These games are held yearly to honor Olympian Jim Thorpe, widely recognized as the greatest athlete of the 20th century and a Native American legend, and to recognize outstanding high school student athletes. They will be held from June 8 through June 14, 2014 in Shawnee, Oklahoma.
The first yearly games were held in 2012 to commemorate the 100th anniversary of Thorpe’s Olympic performance, according to the Jim Thorpe Native American Games site. Athletes serving as representatives of various Native American nations, tribes, and bands will gather to compete and to honor Thorpe. The event typically attracts competitors from 70 tribes.
Thousands of athletes will participate in 10 sports. The gathering also serves as an opportunity for individuals from various tribal nations to share a time of fellowship. Events begin with the Parade of Nations and the opening ceremony, which includes fireworks and other entertainment.
The Jim Thorpe Native American Games and Access Sports is a charitable organization. It encourages excellent in health, fitness, and academics. Plans for 2014 include awarding a scholarship to one male and one female graduating high school senior who is also an athlete. The award is based in part on a candidate’s participation in the games.
Jim Thorpe Legacy
Some fans extend Jim Thorpe’s prowess beyond the 20th century and refer to him as the greatest athlete of all time. The Estate of Jim Thorpe says he was born in a one-room cabin in Oklahoma on May 28, 1887, to a father who was a farmer and a mother of French-Pottawatomie heritage who was a descendant Black Hawk, a legendary Sauk and Fox chief.
Thorpe began school at the Carlisle Industrial Indian School in Pennsylvania in 1904, where he became an athletic legend while running track and playing football. At 24, he and other members of the 1912 U.S. Olympic team arrived in Stockholm for the games. He excelled at the pentathlon and the decathlon, setting records that held for many years.

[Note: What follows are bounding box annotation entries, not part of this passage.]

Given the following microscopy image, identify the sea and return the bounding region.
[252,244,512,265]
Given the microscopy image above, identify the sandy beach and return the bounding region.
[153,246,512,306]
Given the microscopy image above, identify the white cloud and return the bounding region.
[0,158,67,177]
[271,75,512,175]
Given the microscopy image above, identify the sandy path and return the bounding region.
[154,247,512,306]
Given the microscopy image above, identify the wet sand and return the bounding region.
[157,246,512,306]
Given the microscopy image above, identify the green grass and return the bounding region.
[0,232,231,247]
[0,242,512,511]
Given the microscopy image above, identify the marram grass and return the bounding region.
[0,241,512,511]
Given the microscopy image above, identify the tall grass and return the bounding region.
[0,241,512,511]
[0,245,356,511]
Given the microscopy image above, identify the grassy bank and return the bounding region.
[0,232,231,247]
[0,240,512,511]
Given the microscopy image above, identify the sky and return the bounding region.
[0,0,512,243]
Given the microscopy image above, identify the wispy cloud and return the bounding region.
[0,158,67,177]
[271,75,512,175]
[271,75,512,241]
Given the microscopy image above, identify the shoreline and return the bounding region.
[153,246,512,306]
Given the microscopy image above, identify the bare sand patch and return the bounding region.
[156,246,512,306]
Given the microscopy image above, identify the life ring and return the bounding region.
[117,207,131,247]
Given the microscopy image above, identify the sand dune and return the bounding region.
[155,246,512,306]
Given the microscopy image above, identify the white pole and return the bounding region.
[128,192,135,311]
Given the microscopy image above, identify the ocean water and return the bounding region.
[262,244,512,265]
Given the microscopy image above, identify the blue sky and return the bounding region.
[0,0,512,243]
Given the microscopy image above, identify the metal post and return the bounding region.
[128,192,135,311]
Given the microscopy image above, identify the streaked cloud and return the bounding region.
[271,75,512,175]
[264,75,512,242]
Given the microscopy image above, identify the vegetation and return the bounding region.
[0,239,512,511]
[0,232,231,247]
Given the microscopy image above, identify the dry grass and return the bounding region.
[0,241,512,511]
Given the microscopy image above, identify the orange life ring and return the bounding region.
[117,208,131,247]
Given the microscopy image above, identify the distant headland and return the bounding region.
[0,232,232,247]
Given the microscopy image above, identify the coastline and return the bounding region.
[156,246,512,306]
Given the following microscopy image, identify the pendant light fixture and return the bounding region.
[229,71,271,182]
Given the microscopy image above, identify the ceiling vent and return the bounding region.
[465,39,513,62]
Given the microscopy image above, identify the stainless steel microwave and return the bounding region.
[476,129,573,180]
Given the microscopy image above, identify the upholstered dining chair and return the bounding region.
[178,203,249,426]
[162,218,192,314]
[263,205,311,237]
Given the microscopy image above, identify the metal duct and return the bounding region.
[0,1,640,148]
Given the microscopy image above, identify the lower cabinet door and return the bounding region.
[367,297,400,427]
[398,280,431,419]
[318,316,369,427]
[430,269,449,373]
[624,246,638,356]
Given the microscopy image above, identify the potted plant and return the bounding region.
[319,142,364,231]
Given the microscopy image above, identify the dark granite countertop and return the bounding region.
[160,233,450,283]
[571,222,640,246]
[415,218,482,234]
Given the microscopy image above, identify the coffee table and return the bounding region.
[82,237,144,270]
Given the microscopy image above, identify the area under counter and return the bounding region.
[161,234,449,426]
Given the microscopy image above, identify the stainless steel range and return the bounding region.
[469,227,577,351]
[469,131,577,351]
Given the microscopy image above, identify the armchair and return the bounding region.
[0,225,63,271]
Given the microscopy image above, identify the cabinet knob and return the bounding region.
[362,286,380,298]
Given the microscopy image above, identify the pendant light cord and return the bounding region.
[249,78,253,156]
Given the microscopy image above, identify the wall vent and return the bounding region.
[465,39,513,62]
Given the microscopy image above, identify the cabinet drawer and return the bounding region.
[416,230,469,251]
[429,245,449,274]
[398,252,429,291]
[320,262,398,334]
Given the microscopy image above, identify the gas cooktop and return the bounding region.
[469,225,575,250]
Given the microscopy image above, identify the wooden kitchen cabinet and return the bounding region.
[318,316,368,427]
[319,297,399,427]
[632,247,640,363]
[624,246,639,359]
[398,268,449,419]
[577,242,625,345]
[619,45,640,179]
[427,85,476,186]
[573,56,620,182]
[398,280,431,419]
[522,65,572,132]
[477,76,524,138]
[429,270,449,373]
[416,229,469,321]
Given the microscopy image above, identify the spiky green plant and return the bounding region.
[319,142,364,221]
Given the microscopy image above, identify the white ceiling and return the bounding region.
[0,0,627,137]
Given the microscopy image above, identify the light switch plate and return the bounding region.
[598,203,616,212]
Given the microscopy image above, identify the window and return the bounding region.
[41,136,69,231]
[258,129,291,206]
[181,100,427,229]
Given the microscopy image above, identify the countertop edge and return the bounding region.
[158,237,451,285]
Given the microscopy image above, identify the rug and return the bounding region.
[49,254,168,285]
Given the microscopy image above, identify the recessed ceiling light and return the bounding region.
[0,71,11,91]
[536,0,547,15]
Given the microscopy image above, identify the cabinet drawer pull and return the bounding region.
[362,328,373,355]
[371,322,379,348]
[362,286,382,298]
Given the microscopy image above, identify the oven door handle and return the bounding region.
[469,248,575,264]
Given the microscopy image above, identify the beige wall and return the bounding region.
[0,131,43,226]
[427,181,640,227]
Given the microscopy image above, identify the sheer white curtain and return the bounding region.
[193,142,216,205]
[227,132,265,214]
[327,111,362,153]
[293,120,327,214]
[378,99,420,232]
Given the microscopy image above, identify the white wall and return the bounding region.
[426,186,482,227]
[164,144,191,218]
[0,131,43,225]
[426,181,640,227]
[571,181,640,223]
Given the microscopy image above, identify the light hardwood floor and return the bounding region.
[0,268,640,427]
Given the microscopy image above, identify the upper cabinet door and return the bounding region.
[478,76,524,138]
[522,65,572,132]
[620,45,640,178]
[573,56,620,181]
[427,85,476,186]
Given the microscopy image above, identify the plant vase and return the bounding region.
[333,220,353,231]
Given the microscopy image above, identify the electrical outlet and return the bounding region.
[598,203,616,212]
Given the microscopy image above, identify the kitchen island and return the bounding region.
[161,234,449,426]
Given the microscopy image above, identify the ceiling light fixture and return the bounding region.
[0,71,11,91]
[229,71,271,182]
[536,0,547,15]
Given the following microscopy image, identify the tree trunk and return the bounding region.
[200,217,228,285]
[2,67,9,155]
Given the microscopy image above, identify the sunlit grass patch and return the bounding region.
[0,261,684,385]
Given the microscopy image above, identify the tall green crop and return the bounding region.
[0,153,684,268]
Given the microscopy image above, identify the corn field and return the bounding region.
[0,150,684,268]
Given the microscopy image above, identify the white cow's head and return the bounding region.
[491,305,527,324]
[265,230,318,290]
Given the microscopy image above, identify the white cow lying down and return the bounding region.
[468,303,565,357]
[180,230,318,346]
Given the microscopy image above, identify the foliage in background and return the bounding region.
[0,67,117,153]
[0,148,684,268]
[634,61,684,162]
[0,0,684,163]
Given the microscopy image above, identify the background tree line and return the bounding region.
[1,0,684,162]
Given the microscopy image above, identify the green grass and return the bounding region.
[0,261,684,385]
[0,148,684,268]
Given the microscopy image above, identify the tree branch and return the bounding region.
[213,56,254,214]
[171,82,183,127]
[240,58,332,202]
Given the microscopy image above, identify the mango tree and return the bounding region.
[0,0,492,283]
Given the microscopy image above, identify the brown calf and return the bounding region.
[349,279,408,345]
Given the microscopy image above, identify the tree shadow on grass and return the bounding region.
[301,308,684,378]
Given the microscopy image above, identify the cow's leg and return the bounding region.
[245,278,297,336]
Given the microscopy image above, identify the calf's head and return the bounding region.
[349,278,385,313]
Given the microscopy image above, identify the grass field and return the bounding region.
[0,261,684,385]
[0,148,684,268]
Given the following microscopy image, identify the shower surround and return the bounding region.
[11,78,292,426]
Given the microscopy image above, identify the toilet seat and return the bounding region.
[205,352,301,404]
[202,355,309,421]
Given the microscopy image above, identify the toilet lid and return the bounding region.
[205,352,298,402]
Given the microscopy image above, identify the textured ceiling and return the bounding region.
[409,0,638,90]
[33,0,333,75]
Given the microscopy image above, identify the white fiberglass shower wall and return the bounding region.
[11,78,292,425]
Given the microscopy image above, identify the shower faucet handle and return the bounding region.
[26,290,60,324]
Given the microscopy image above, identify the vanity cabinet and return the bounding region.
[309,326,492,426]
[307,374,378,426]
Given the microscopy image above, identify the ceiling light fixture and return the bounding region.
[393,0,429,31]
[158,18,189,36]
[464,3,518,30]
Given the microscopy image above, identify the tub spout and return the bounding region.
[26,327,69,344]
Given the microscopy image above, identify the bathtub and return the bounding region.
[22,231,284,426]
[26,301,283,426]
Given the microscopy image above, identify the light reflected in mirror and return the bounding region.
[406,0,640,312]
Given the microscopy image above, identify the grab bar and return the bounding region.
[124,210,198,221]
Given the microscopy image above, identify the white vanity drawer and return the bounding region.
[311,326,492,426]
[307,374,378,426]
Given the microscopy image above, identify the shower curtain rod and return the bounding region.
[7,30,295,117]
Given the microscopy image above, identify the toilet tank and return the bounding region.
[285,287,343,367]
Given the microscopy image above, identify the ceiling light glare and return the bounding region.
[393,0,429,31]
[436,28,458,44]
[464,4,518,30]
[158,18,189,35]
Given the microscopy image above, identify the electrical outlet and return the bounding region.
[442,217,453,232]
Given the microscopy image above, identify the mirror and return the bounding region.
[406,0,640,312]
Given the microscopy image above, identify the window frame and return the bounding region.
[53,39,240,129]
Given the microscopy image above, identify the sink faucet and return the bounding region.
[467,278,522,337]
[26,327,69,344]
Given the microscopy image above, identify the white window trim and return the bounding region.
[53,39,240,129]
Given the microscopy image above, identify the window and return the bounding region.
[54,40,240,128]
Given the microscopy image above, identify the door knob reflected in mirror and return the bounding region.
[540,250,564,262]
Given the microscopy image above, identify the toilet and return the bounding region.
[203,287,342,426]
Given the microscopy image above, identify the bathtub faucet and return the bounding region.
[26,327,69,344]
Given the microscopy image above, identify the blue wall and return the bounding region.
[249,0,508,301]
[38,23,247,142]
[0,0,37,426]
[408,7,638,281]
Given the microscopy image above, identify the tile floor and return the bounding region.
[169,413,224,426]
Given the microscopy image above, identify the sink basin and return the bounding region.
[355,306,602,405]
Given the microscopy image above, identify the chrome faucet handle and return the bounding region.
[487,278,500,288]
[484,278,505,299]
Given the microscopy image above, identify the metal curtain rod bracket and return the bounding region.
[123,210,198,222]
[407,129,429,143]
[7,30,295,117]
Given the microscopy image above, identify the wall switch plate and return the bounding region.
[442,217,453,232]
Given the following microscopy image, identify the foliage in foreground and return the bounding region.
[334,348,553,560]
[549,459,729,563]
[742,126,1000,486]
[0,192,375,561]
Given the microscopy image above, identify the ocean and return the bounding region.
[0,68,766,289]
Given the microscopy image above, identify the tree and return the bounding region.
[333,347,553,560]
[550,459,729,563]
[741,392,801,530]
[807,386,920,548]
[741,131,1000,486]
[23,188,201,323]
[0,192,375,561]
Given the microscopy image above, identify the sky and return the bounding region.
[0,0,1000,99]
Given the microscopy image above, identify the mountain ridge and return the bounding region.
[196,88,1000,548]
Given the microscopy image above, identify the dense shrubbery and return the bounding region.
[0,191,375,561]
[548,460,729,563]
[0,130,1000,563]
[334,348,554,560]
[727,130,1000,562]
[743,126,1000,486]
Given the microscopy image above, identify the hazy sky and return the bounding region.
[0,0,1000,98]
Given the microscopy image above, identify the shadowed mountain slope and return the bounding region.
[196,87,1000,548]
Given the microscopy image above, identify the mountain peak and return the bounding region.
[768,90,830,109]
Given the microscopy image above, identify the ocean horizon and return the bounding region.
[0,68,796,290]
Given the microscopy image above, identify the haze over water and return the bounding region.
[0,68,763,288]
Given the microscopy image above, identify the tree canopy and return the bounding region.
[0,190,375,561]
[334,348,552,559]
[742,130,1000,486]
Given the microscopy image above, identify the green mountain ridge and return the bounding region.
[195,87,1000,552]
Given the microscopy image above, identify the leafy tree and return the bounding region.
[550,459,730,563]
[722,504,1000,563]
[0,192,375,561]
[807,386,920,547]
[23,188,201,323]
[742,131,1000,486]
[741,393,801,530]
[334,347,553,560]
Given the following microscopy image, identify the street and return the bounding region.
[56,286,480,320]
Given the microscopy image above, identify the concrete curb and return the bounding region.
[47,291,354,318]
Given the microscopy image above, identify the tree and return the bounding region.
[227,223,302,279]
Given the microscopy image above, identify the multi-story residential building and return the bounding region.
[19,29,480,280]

However, in 1913, Thorpe’s two gold medals fell into jeopardy when information emerged that he had played semi-professional baseball for two seasons prior to the Olympics, violating a rule that Olympians must not have a history of payment for participating in professional sports. Officials ultimately took away the gold medals and removed his name from the record books.
The New York Giants signed Thorpe as an outfielder for three seasons. In 1917, he moved to the Cincinnati Reds, then back to the Giants. His last season was in 1919, when he played with the Boston Braves.
While involved in baseball, Jim Thorpe also had a professional football career, playing for the Canton (Ohio) Bulldogs, then the Cleveland Indians in 1921. Afterward, he organized, played with, and coached a Native American team called the Oorang Indians.
After his professional career in sports, the athlete worked as a movie extra, was a spokesman for Indian affairs, and served as superintendent of recreation for the Chicago Park System. The Associated Press in 1950 named him “the greatest American football player,” along with the “greatest overall male athlete.” ABC’s Wide World of Sports named him “Sports Athlete of the Century” in 1996-2001.
Thorpe died of a heart attack on March 28, 1953. His youngest son served as the principal chief of the Sauk and Fox tribes in the 1980s.
I was in elementary school when Jim Thorpe died. Though he had no ties to my largely German-American home town, locals spoke often of him and admired his athletic talent. I remember my father coming home from work with a copy of a metropolitan newspaper. After the evening meal, he read Thorpe’s obituary aloud to the family.